Respiratory distress syndrome, or RDS, is a common lung complaint for infants. This is especially true in premature babies, born before 37 weeks. The more premature the baby, the greater the chance the child will develop RDS.
RDS is caused by a shortage of pulmonary surfactant. Surfactant is a liquid that helps keep air sacs in the lungs, known as alveoli, open. Alveoli are critical. They are the site of the exchange of oxygen and carbon dioxide. They make it possible for the blood to be oxygenated fully. Since surfactant makes this possible, it’s a very important substance indeed.
There are several risk factors for RDS. In addition to prematurity, babies with RDS are more likely to be white, male, and multiples. Mothers with diabetes are more likely to give birth to RDS babies. Babies delivered by c-section are also more likely to develop this problem.

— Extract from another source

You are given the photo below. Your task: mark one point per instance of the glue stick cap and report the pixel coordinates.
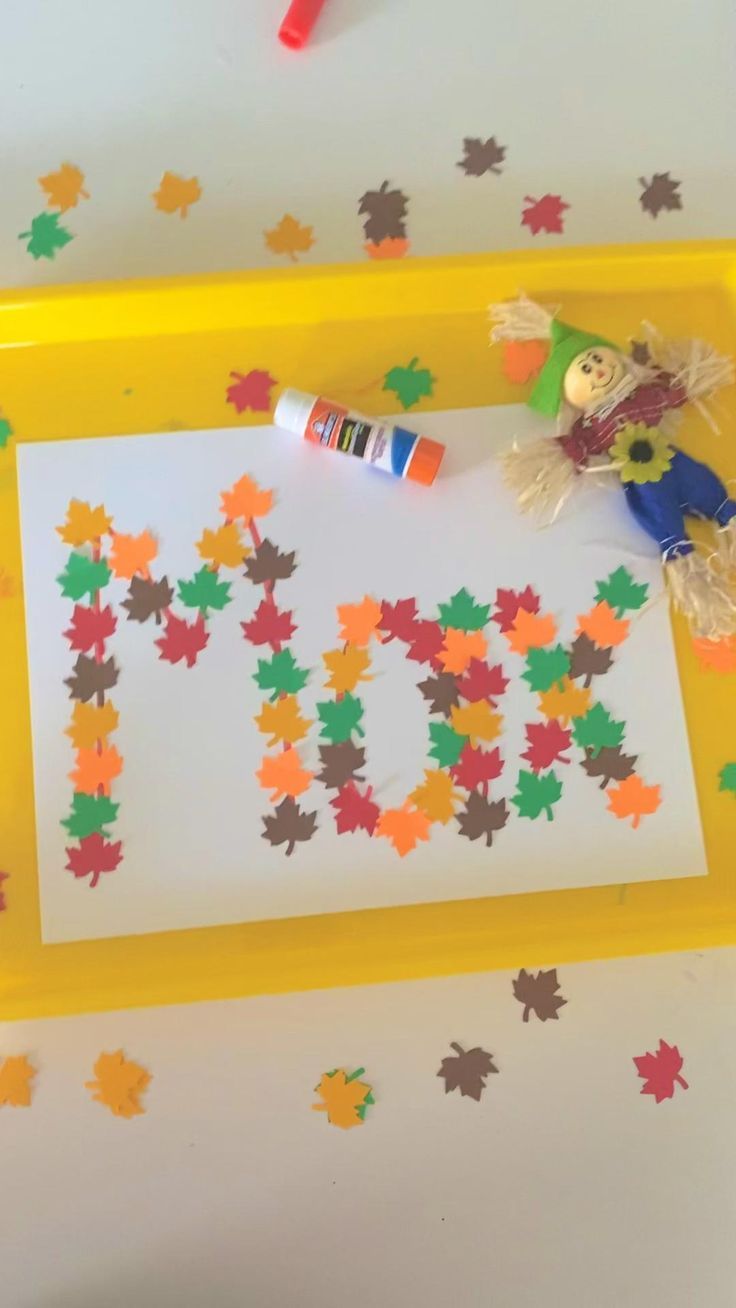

Parents of babies with some of these risk factors should be aware of the symptoms of respiratory distress syndrome. Babies with RDS breathe fast. They may grunt, making an ugh sound with each breath. Their nostrils will flare every time they breathe. Finally, they can have retractions, where the skin pulls under the rib cage or in between ribs with each breath. Their skin may not be as pink as that of a typical baby.

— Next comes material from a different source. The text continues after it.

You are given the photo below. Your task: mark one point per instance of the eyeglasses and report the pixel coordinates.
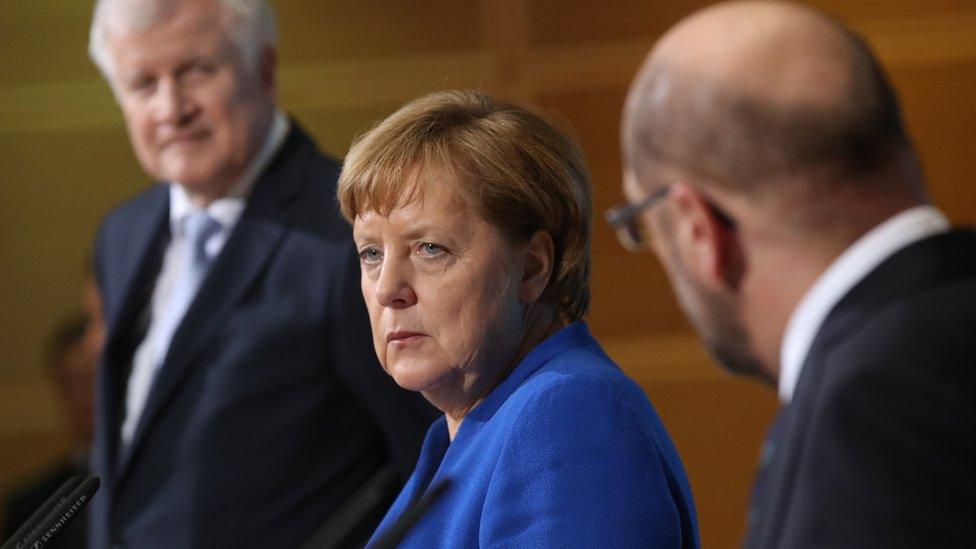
(623, 219)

Luckily, there is treatment for RDS these days. Delivery of oxygen by nasal cannula is one treatment. A CPAP, or continuous positive airway pressure, machine can be used to push air into an infant’s lungs. This will keep the alveoli open. Severe cases of RDS can require a ventilator.
Ventilators are a serious measure. They require intubation, or a tube being placed down the infant’s windpipe. Ventilators are only used in babies who can’t breathe well without assistance.
In addition to helping deliver more oxygen, the issue of a lack of surfactant can also be addressed. Surfactant can be delivered directly to the lungs, also via intubation. Medications to calm the infant are also used, especially when intubation is required.
RDS can sometimes also be associated with infections. In those cases, antibiotics may be given to the infant. Not every baby requires all of these treatments. In some cases, babies get worse before getting better. RDS is, in general, very treatable.